|
|
|
|
|
by kevinemoore
2455 days ago
|
|
I just want to give a plug for sharing data in the public cloud and S3 in particular. Jed Sundwall (AWS Global Open Data Lead) sums it up really well: "The cloud completely changes the dynamic for sharing data. When data is shared in the cloud, researchers no longer have to worry about downloading or copying data before getting to work. Instead, they can deploy compute resources on-demand in the cloud, where a single copy of the data is made available. It is much more efficient to move algorithms to where the data is, than to move the data to where the algorithms are, and this makes it cheaper for researchers to ask more questions and experiment often." See the full whitepaper here: https://s3-us-west-2.amazonaws.com/opendata.aws/AWS_Sharing_... |
|
I love this quote, thanks.
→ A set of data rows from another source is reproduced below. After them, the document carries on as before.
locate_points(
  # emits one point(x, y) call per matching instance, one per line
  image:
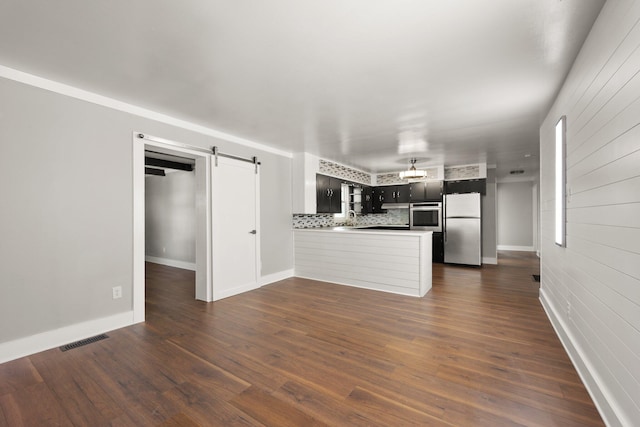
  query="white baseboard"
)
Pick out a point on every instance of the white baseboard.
point(275, 277)
point(26, 346)
point(516, 248)
point(604, 401)
point(171, 262)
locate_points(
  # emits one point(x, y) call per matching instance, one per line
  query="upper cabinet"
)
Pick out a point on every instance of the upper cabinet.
point(467, 186)
point(389, 194)
point(400, 194)
point(426, 191)
point(328, 194)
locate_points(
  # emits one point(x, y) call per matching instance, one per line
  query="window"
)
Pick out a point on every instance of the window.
point(560, 169)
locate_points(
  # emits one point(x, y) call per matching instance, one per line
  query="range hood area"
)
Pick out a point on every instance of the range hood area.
point(395, 206)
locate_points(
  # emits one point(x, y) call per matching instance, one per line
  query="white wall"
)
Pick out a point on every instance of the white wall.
point(67, 211)
point(591, 288)
point(170, 214)
point(489, 220)
point(515, 216)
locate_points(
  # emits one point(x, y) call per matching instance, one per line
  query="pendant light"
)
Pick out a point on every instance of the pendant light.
point(413, 173)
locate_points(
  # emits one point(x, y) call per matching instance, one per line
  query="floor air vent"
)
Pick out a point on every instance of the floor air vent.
point(83, 342)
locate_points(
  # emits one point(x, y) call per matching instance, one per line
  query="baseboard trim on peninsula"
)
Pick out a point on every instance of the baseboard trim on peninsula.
point(275, 277)
point(601, 396)
point(26, 346)
point(171, 262)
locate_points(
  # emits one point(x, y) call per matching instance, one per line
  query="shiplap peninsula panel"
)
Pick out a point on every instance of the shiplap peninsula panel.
point(380, 260)
point(591, 288)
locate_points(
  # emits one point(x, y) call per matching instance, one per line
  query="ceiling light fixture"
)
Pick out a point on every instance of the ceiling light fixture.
point(413, 173)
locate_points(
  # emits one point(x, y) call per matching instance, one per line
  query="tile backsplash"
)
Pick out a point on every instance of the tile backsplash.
point(391, 217)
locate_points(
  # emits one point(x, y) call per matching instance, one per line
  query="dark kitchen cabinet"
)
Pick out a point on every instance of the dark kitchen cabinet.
point(437, 248)
point(467, 186)
point(426, 191)
point(389, 194)
point(401, 193)
point(378, 198)
point(328, 194)
point(435, 190)
point(367, 200)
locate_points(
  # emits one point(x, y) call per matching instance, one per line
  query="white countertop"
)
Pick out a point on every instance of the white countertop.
point(363, 230)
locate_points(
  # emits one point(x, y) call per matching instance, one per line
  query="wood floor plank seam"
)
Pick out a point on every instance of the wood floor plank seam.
point(477, 350)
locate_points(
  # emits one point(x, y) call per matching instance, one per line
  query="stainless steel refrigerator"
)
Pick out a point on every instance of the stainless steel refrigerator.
point(462, 236)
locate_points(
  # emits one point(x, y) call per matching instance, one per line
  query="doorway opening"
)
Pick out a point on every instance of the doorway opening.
point(168, 151)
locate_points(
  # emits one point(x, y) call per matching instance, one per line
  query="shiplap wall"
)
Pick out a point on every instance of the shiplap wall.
point(591, 288)
point(385, 261)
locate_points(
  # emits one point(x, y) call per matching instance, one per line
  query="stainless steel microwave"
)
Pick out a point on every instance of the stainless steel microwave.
point(426, 216)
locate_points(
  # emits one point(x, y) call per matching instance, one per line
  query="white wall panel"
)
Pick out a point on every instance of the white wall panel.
point(382, 261)
point(591, 288)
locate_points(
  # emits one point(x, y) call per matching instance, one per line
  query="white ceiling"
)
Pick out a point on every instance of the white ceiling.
point(338, 78)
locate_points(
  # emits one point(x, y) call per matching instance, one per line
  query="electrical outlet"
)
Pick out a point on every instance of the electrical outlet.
point(117, 292)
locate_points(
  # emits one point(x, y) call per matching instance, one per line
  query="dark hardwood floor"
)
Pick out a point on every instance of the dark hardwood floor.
point(477, 350)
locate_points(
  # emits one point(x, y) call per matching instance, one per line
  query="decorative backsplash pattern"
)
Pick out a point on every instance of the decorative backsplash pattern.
point(389, 178)
point(340, 171)
point(394, 178)
point(392, 217)
point(462, 172)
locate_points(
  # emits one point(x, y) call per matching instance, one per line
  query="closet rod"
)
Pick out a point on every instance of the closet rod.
point(214, 150)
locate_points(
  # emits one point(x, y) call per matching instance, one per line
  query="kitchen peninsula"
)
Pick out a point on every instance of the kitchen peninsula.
point(385, 260)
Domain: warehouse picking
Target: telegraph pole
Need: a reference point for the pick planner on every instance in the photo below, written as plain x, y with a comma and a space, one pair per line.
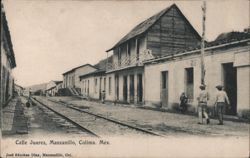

I do try to do things in the cloud as much as possible, but often times it's more practical for TCO reasons to do things locally.
This quote makes me wonder if in the future we'll see some sort of external SSDs with a RasberyPi-like portable GPU hooked up. Some sort of dedicated Storage+Computer USB hybrid.
What I like about our schema/anonymization solution, is you can put fake data and real code online, and then people can make changes to the real code on the cloud, and you can run those reliably on data locally.